How Savings Grow Over Time
When you put money into a savings account, the bank pays you interest for keeping your money there. The real power comes from compound interest, which means you earn interest not just on the money you deposited, but also on the interest you already earned. Over time, this creates a snowball effect where your money grows faster and faster. For example, $20,000 earning 5% interest compounded monthly will grow to over $32,900 in 10 years — even without adding a single extra dollar. You can explore this concept further with our compound interest calculator. A quick way to estimate how fast your money doubles is the Rule of 72.
Key Terms to Know
- Initial Deposit: The amount of money you start with. This is sometimes called your principal.

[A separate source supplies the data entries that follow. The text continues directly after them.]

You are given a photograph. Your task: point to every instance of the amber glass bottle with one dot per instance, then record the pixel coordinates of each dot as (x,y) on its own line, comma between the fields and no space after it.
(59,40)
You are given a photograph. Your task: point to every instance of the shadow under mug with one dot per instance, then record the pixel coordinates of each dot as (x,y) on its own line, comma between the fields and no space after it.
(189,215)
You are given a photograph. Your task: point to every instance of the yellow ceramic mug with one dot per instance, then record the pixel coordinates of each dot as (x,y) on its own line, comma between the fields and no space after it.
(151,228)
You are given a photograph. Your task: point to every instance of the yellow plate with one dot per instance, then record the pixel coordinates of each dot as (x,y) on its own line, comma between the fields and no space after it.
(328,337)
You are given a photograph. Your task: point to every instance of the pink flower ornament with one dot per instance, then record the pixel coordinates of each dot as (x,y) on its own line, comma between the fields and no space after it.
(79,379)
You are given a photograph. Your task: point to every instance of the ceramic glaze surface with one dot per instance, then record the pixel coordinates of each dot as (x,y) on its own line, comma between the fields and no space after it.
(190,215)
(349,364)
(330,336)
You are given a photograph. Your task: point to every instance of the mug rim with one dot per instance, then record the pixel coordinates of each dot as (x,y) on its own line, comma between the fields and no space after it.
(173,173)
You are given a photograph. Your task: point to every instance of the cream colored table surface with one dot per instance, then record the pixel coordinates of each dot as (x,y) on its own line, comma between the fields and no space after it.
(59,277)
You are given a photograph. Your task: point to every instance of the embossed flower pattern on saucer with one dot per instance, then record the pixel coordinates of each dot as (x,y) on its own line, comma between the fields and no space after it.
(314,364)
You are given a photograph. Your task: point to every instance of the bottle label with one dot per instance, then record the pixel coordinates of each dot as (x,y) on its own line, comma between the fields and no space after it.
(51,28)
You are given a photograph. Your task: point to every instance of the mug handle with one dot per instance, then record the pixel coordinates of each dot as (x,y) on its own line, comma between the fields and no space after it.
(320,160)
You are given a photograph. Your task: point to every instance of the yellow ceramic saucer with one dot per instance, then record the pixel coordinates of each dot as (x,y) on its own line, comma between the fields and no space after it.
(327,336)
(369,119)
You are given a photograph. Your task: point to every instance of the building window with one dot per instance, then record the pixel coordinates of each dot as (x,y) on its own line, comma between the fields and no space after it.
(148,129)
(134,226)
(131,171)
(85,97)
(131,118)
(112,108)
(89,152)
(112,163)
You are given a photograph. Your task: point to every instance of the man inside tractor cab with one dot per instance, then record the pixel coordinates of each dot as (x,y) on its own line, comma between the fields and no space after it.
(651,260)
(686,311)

- Annual Interest Rate (APY): The yearly percentage the bank pays you on your balance. APY stands for Annual Percentage Yield and already accounts for compounding.
- Monthly Contribution: The amount you add to your savings every month. Even small, regular deposits can make a huge difference over many years.
- Annual Contribution: A lump-sum amount you add once per year, such as a tax refund or bonus.
- Compounding Frequency: How often your interest is calculated and added to your balance. Common options include daily, monthly, quarterly, and annually. The more often interest compounds, the more you earn.
- Tax Rate on Interest: Interest income is usually taxable. Entering your tax rate here shows you a more realistic picture of your actual earnings.
- Annual Increase: A percentage by which your monthly or yearly contributions grow each year. This is useful if you expect your income to rise over time.
Why Regular Contributions Matter
Your initial deposit is important, but consistent contributions are often the biggest driver of long-term savings growth. Adding $500 per month to a $20,000 starting balance at 5% interest turns into roughly $98,000 after 10 years. Of that total, about $60,000 comes from your monthly contributions and around $18,000 comes from interest alone. The longer you keep contributing, the more compound interest works in your favor. To see how a regular investing approach works in the stock market, check out our DCA calculator.
Tips for Getting the Most From Your Savings
- Start early. Time is the most powerful ingredient in compound interest. Even a few extra years can add thousands of dollars to your final balance.
- Be consistent. Setting up automatic monthly transfers removes the temptation to skip a month.
- Shop for the best rate. High-yield savings accounts and certificates of deposit (CDs) often pay significantly more than traditional savings accounts.
- Increase contributions over time. Use the annual increase feature in this calculator to see how raising your savings by even 2–3% each year can dramatically boost your results.
- Account for taxes. If your savings are in a taxable account, enter your marginal tax rate to get a realistic estimate. Tax-advantaged accounts like Roth IRAs and 401(k)s can help you keep more of your earnings.
- Pay off high-interest debt first. Before maximizing savings, consider whether paying down credit card balances would save you more. Our credit card payoff calculator and debt snowball calculator can help you compare.
- Plan for the long term. Use our retirement calculator or investment calculator to see how your savings fit into your broader financial goals.
Compound Interest: A Simple Example
Imagine you deposit $1,000 at a 5% annual interest rate, compounded monthly. After one year, you earn about $51.16 in interest — slightly more than $50 because the interest itself earns interest each month. After 10 years with no additional deposits, your $1,000 grows to roughly $1,647. After 30 years, it becomes about $4,467. That extra growth comes entirely from compounding, which is why Albert Einstein reportedly called it "the eighth wonder of the world." To see exactly how much a lump sum will be worth at a future date, try our future value calculator. You can also use the inflation calculator to understand how rising prices may affect your savings' purchasing power over time.